En las parábolas de la misericordia —la oveja perdida, la dracma perdida, el hijo pródigo—, Jesús habla de la alegría de la salvación, de la necesidad de que un pecador sea perdonado. Jesús subraya la importancia que tiene un hombre ante Dios, que hace todo lo posible por buscarlo y manifestarle su perdón. Mirada humanamente, la actitud del pastor que, por buscar una oveja perdida, deja las noventa y nueve en el campo, a expensas de lo que pueda sucederles, es poco inteligente. Puede venir el lobo o los ladrones, y quedarse sin el rebaño. Dios piensa en el hombre, en cada hombre. Cada individuo es único para él, y tiene valor infinito. Por eso, lo busca, lo atrae hacia sí, lo regenera y lo salva. Y el cielo se colma de alegría por un pecador que se convierte.
La actitud de la mujer que pierde una moneda y limpia toda la casa para buscarla resulta exagerada si olvidamos que sólo tiene diez. Posiblemente Jesús se refiere a las monedas de la dote de bodas, que las mujeres lucían como adorno sobre la frente. Eran el último recurso para la vida, si venían días de necesidad. Una de diez era una décima parte de sus recursos. Se entiende pues el afán por encontrarla. Y, cuando la encuentra, llama a sus amigas para comunicarles su alegría: «Felicitadme, he encontrado la moneda que se me había perdido».

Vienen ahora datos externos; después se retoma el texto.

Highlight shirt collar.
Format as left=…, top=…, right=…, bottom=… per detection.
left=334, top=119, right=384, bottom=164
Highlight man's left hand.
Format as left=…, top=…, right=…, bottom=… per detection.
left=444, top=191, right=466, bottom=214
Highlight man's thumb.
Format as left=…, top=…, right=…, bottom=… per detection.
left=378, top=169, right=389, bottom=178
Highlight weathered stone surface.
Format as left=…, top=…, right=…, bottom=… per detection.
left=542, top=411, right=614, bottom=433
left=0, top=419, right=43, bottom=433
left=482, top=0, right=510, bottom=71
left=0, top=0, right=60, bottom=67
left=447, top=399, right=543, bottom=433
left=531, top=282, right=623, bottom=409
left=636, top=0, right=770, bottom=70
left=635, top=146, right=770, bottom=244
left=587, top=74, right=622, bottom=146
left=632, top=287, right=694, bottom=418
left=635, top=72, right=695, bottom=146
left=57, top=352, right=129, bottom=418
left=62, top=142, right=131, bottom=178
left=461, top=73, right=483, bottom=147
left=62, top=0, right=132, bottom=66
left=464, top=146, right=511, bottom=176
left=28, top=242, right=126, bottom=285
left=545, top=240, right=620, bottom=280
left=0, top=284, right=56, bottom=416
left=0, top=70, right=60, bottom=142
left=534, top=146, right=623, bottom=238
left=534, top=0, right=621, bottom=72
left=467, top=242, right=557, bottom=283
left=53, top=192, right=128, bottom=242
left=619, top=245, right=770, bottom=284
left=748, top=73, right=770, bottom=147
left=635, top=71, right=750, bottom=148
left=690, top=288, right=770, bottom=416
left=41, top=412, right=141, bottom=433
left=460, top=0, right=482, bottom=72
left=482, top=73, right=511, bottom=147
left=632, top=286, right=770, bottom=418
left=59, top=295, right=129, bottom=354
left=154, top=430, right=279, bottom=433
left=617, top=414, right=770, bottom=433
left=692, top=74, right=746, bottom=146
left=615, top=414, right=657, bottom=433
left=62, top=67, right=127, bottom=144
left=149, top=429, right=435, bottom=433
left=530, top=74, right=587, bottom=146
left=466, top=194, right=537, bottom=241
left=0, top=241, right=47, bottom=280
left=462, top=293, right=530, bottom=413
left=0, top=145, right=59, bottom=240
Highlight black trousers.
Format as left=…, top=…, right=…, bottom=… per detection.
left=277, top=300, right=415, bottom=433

Que un hombre se pierda espiritualmente es una tragedia inmensa, que sólo captan los que, como Cristo, han luchado contra el pecado como el peor mal que puede sucedernos. Por eso, cuando nos acostumbramos al pecado, al personal o al ajeno, es que hemos perdido el sentido mismo de la existencia. Hacemos las paces con el mal. Así de claro. Renunciamos al bien como aspiración y meta del hombre. Y al renunciar al bien, en sentido pleno y absoluto, abrimos las puertas a tantos otros males que afligen al hombre y lo reducen a esclavitud. Sólo así se comprende que Cristo haya querido entregar su vida por los pecados de los hombres, o, dicho de otra manera, para salvar al hombre de sí mismo y de su tendencia a la muerte total. Las páginas más bellas del evangelio, además de las que leemos hoy, son aquellas en las que Cristo salva a alguien de su pecado y le reconcilia con Dios. Son páginas que revelan la alegría de la salvación, cuando, alguien que estaba perdido, es hallado. Por eso, a un cristiano, el pecado no puede dejarlo indiferente, como no nos deja indiferente que alguien a quien amamos pueda caer en un abismo, perder la vida. Al final de la parábola del hijo pródigo, el padre se lo dice claramente al hijo mayor, que no entendía la alegría de la fiesta: «Este hermano tuyo estaba muerto y ha revivido».